Several of the vendors are coming for the first time including Moreland resident Shelley Laurin, who will be bringing her paintings. The annual July 4th festival will be held Saturday from 9 a.m.-2 p.m. in Moreland. There will be exhibitors in the Moreland Mill and in the area around Moreland United Methodist Church.

Lauren has been a watercolor painter for 15 years.

Her art has previously been on exhibit in the Newnan-Coweta Art Association's Sidewalk Festival and the Spring Show at the Centre for Performing and Visual Arts. Lauren's artwork has also been on display in Espresso Lane, a coffee shop on the square in downtown Newnan, and was recently awarded the People's Choice award in March for her painting of a deer in the woods entitled "Listening."

In addition, Lauren as been teaching an art class in her home for eight years.

Chuck Bell is a kettle corn and pork rinds vendor. Kettle Corn is a "caramel flavored popcorn," Bell said. Pork rinds are meat skins that are cut in to "chips" then "dipped into a 400 degree grease and cooked until they swell to the finished product," he explained.

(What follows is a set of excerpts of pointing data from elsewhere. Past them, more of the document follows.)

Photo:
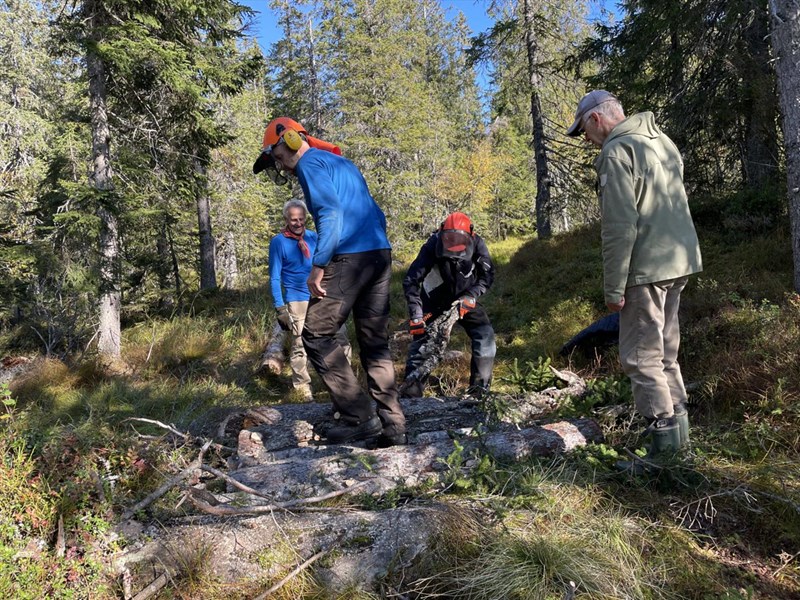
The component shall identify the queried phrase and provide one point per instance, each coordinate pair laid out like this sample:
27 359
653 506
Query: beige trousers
298 360
649 338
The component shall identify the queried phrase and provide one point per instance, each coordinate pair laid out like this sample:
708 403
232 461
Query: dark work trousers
359 283
479 329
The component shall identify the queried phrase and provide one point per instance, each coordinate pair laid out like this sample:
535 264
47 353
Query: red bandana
301 243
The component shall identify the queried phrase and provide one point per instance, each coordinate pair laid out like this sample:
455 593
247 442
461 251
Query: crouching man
453 266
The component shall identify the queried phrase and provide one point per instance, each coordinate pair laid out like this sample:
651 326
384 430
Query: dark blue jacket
432 283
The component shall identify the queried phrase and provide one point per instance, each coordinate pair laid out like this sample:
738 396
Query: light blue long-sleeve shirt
289 269
347 218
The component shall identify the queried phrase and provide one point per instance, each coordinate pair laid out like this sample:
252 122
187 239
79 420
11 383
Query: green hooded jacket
647 229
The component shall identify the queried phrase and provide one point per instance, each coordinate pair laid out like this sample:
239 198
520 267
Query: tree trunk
164 266
109 341
316 108
786 48
760 160
543 181
228 263
208 275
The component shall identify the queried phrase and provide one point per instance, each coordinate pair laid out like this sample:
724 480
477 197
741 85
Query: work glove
284 318
466 304
416 326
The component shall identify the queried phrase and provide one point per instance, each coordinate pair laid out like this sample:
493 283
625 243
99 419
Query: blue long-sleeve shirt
347 218
288 266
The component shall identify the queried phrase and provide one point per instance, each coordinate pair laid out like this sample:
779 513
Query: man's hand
466 304
314 282
416 326
616 306
284 318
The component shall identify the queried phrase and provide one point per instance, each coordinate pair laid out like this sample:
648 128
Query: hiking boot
351 432
682 415
412 389
387 441
475 393
304 391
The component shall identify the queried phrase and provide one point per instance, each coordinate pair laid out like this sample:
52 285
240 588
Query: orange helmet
274 134
276 129
455 237
457 221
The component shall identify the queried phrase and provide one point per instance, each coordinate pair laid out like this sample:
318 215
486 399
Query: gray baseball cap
587 103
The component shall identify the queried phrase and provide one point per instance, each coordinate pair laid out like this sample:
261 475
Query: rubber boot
665 438
682 415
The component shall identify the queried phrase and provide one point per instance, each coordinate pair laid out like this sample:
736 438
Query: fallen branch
170 428
153 588
168 485
225 510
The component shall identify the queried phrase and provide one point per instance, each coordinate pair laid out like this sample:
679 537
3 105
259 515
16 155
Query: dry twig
168 485
226 510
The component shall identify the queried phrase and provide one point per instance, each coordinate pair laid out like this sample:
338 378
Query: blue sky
266 32
474 10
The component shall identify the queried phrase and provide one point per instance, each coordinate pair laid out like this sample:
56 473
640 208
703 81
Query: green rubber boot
682 415
665 436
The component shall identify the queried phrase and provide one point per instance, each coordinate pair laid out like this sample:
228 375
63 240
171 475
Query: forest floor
721 520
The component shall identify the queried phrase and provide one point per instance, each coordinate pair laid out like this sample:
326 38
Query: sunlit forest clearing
135 305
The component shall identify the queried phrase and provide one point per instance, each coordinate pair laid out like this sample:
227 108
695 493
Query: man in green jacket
650 248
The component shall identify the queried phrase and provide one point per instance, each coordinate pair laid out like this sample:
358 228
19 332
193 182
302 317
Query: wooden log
314 470
273 358
286 427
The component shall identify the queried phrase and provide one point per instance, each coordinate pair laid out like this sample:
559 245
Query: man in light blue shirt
290 254
351 272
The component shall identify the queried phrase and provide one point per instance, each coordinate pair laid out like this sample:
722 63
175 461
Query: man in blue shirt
290 255
351 271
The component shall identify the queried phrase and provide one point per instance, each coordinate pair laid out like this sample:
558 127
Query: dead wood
153 588
300 503
294 572
431 457
273 358
187 472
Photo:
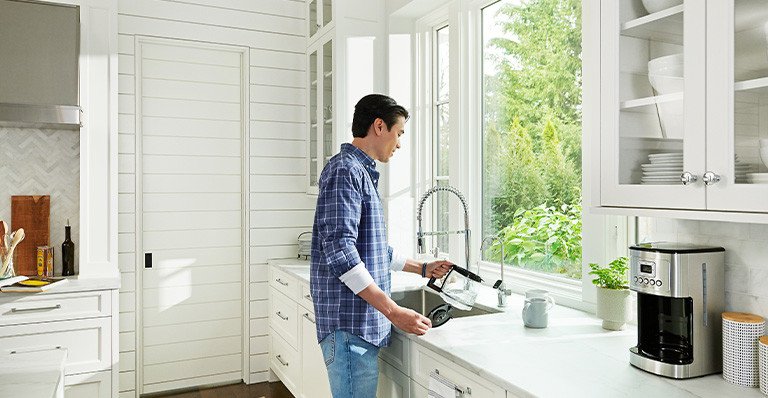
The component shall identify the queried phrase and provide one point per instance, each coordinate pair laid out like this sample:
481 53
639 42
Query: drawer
283 317
18 308
426 361
87 342
398 353
284 361
306 298
284 283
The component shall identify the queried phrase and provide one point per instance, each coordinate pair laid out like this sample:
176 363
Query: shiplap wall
279 207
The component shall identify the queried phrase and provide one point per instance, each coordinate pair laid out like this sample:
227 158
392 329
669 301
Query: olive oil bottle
68 252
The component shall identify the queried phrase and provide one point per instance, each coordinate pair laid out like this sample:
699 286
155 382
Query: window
531 134
441 134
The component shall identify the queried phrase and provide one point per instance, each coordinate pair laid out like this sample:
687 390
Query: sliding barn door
190 122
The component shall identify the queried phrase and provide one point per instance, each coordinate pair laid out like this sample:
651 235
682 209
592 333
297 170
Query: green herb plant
614 276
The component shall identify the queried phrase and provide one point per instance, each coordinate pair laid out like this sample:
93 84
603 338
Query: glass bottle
68 252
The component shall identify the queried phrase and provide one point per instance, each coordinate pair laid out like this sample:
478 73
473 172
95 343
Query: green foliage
543 238
612 277
532 148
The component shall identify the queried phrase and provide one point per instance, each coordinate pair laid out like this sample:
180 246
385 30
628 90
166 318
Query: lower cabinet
295 355
314 375
392 382
95 385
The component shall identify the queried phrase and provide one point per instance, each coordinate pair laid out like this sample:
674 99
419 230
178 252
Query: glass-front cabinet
320 141
319 17
684 104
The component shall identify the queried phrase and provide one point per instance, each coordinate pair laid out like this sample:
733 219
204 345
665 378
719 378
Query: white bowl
764 155
658 5
670 65
666 84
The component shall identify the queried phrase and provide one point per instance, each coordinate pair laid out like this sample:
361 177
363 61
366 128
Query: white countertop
36 374
587 360
78 284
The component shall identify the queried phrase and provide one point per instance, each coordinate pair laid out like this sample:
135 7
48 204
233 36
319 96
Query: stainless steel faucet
503 292
420 249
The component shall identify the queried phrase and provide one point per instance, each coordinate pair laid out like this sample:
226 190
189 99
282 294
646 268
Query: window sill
566 292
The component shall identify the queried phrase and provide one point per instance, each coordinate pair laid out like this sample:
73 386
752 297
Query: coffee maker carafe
680 296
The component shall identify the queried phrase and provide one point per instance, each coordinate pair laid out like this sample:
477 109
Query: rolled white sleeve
398 261
357 278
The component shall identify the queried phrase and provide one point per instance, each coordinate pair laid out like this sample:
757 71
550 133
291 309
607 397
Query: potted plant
612 293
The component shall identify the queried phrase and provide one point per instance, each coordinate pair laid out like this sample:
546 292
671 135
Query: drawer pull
52 307
463 392
24 351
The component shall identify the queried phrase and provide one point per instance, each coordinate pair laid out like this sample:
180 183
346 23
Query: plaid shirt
349 229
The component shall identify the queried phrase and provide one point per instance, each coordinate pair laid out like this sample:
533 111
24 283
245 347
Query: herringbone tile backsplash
43 162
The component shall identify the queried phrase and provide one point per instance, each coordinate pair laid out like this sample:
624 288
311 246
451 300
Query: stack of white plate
664 169
741 170
757 178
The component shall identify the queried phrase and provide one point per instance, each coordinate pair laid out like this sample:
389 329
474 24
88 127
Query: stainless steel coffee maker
680 296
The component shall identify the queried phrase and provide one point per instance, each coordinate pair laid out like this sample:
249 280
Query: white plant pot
613 307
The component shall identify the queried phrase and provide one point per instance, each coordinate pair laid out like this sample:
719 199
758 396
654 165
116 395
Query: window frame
603 237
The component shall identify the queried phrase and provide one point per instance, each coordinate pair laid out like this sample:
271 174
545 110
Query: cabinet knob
711 178
688 178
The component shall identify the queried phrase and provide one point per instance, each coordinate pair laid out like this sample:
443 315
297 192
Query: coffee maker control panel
648 276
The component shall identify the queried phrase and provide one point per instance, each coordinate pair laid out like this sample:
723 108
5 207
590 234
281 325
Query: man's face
389 140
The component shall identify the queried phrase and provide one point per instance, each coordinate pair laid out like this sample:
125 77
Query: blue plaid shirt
349 229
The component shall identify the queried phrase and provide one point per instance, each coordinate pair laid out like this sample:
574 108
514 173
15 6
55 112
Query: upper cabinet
683 105
345 61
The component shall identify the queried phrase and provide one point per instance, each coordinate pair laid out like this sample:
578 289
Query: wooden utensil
16 238
31 213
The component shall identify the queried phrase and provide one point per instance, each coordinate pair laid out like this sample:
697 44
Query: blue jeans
353 367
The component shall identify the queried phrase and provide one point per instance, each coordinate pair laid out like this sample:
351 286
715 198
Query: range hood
39 70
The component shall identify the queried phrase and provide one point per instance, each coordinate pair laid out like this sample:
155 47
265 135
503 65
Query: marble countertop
78 284
36 374
587 360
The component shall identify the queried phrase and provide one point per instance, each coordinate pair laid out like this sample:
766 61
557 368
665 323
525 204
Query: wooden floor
265 390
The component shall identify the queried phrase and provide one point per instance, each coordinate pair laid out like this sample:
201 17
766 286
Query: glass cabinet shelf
665 25
659 99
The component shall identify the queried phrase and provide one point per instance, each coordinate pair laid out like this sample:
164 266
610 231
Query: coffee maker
680 296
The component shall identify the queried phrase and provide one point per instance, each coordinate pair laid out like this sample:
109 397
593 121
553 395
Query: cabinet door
652 98
88 385
737 105
392 383
314 383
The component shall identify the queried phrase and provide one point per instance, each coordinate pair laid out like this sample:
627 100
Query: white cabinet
682 98
345 50
392 382
82 322
314 375
295 355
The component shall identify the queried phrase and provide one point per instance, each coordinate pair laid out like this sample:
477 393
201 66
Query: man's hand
438 269
410 321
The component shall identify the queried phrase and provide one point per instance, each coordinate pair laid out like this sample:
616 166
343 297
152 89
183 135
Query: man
351 260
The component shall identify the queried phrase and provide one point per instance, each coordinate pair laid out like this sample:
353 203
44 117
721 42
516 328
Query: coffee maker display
680 296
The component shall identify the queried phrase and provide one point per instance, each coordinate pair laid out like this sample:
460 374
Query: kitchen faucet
503 292
421 234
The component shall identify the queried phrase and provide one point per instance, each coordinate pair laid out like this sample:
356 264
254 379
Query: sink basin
423 301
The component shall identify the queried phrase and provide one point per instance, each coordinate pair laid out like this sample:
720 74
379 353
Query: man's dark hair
374 106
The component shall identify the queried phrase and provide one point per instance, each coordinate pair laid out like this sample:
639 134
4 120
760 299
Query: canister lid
742 317
673 248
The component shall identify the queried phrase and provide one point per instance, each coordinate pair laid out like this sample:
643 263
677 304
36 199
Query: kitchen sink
423 301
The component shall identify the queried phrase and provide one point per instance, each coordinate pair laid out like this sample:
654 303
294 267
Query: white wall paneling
274 33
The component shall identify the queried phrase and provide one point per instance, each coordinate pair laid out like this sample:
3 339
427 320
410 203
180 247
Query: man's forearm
378 299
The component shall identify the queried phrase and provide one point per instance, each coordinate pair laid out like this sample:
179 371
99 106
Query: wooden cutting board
31 213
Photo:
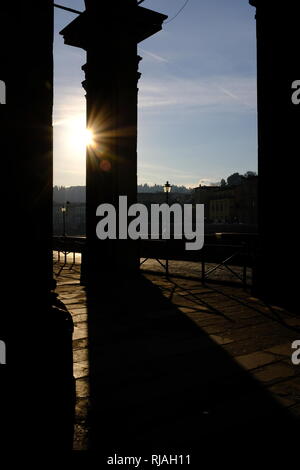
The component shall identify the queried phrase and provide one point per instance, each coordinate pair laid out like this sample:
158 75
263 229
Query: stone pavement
207 357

Bell has been selling pork rinds and kettle corn at the community celebration for two years. Gretchen Deichelbor, the festival's longtime organizer, contacted Bell and invited him to sell his products at Puckett Station two years ago.

Bell said he really enjoys this hobby, and it provides relief from his everyday routine. He also said he enjoys meeting people.

Wesley Daniell will be coming to Puckett Station for the first time from Winston in Douglas County. "I do creative, one-of-a-kind birdhouses," he said. The birdhouses have been an avocation for about 30 years.

"I did it just as a hobby mostly. About three years ago, I decided I'd start building and selling them. It's something I've always enjoyed doing," Daniell said.

At least three authors will have books in the Moreland Mill on Saturday. Eddie Carroll, who grew up in Coweta County, has written "Blood Kin," a novel which has Moreland as its setting. "Everyone will recognize the landmarks I have written about," said Carroll, who now lives in Murfreesboro, Tenn.

Local writers John Hickman and C.E. Walz will also be at the festival. Hickman is a novelist, whose works include "Common Clay," "The Man In Muddy Creek" and "The Right Edge of Evil."

Walz is a children's book author as well as an educator. She has been teaching writing for more than 25 years and currently teaches English and chairs the middle school English department at Woodward Academy in College Park.

She will have her children's book, "Alley Loo:A Spooky Swamp Tale" in Moreland. Walz also wrote, "Mary's Treasure Box," a Christmas book for children.

(Note: Ben Smith is writing as an intern with The Times-Herald news staff this summer.